A two-contessa evening is charming indeed

Candlelight, troubadours and the Grand Canal -- splendidissmo!


It is never a good thing to be late for a dinner party, especially if the invitation reads: "Dinner with music in the Renaissance Garden and Palace on the Grand Canal, Palazzo Bernardo Nani, hosted by Contessa Elisabetta Lucheschi."

After all, it is not every day that one dines with a contessa.

This thought is very much on the mind of an American in Venice -- we shall call her Signora S. -- as she hurries to catch the private motor launch that will take her to the Hotel Cipriani. It is at the "Cip," as the hotel is called by the cognoscenti (and by Signora S. since hearing an Armani-clad man on the plane praise the "Cip") that she is to meet Robert Wilk, an American who lives in Venice and often organizes such dinners and events for small groups. He has given Signora S. instructions to catch the launch at the edge of Piazza San Marco. "If it's not there, just dial the phone and ask the hotel to send it for you."

Frankly, she could not imagine it: The "Cip" sending its private motor launch to pick up Signora S.! Even now, as she lifts the receiver at the private pier and hears a voice on the other end say, "Pronto" -- which she knows from studying her "Harrap's Italian Vocabulary, 6000 Words and Phrases in 65 Subject Areas" means "Hello" -- the whole scenario seems unreal. Haltingly, she asks that a launch be sent for her.

Without missing a beat the answer comes back, in English: "We provide to send it right away, Signora."

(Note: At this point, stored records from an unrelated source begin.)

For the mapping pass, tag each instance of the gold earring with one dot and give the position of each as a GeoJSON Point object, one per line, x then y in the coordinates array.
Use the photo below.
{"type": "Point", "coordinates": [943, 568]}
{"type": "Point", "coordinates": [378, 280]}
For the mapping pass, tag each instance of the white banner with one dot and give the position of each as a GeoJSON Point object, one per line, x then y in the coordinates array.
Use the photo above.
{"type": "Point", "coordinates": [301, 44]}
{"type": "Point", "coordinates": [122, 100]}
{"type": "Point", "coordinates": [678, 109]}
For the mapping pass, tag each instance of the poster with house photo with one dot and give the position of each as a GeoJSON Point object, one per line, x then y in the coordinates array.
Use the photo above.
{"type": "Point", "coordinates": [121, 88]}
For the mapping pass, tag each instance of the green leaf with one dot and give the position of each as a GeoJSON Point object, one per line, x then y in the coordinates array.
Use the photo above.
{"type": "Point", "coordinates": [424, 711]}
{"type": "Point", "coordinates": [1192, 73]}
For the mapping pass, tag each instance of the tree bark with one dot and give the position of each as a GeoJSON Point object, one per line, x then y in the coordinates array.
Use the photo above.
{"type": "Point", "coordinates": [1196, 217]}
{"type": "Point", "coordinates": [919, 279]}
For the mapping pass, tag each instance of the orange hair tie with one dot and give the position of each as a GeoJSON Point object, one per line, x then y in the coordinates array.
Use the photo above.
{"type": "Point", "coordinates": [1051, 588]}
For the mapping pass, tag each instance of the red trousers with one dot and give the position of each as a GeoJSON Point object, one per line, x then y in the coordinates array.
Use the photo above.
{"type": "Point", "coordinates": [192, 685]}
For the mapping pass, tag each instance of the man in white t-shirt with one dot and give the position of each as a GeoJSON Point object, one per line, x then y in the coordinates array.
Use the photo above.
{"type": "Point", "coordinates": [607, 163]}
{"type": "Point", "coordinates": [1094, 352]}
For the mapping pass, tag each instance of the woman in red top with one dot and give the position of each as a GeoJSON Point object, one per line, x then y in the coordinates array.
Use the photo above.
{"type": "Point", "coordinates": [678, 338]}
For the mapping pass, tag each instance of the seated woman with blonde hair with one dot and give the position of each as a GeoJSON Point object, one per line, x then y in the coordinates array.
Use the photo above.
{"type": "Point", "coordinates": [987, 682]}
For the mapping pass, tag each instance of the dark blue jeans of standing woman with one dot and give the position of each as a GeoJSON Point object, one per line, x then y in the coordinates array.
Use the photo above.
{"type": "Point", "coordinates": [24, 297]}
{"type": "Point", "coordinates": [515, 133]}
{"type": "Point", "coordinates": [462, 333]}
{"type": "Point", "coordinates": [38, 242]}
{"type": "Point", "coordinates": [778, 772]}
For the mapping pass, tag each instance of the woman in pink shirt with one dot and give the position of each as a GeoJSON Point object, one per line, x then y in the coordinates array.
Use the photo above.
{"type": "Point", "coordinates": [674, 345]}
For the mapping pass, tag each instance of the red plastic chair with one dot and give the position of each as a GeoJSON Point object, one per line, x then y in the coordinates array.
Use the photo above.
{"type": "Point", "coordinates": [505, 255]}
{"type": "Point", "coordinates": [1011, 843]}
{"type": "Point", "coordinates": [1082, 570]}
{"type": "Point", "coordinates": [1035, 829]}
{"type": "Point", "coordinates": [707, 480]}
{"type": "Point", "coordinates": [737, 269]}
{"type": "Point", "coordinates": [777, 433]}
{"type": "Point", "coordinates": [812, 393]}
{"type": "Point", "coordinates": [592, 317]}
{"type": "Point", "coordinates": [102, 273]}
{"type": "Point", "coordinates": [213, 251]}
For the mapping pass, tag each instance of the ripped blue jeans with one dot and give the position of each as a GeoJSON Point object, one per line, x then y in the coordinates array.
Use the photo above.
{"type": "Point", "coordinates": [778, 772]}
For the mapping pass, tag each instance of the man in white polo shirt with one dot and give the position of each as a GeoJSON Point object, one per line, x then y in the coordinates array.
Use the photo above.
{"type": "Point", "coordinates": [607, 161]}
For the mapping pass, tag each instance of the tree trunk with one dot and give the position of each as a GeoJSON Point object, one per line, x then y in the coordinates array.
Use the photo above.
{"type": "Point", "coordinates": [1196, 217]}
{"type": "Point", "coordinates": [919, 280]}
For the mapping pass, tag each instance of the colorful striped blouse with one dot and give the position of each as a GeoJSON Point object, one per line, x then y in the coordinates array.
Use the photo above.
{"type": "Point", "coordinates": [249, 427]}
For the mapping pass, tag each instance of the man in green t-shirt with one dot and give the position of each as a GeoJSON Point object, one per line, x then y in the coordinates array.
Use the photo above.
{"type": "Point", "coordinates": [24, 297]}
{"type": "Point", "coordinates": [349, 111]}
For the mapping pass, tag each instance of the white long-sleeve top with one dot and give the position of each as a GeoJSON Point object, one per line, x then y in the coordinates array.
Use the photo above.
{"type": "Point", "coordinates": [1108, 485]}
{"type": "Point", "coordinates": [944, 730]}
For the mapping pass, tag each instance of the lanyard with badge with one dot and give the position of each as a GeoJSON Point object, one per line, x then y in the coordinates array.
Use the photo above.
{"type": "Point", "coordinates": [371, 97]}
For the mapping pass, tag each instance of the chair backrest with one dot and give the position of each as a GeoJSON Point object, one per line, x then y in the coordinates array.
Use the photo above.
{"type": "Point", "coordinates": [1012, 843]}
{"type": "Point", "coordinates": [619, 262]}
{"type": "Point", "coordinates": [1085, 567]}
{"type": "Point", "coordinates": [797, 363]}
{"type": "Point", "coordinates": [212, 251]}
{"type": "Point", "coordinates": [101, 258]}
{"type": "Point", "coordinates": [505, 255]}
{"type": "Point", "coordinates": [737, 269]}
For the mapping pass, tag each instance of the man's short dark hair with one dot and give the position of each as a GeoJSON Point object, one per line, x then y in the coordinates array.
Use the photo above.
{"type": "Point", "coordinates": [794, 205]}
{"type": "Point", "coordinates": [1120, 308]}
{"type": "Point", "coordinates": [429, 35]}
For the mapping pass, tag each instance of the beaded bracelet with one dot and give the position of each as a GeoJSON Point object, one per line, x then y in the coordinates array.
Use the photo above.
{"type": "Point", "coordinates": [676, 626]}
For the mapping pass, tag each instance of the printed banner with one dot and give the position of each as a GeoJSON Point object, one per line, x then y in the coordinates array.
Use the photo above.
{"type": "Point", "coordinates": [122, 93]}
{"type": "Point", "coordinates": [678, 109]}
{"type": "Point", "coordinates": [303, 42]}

Within minutes, the elegant little wooden launch arrives, and the skipper of the vessel helps the Signora on-board. Leaping from dock to boat, Signora S. makes a mental note: Must never wear stiletto heels again in Venice unless, of course, one is having dinner with a contessa.

Smooth ride

Within minutes the beautiful gardens and pool of the Hotel Cipriani rise, like a mirage, from the shimmering waters of the lagoon. After thanking il capitano for the extremely kind and most wonderfully pleasant ride -- everyone is so gracious in Venice that it has inspired Signora S. to new heights of verbal ingratiation -- she walks through a winding path of flowers and enters the lobby.

Inside she spots Robert, a tall, graceful man who bears a striking resemblance to Peter O'Toole. After greeting Signora S. with a quick kiss on each cheek, Robert introduces her to the other guests. He then leads the assemblage onto another private launch. Soon they are in the fabled Grand Canal -- the great S-shaped body of water that divides Venice in half -- headed for dinner at the 15th-century Palazzo Bernardo Nani.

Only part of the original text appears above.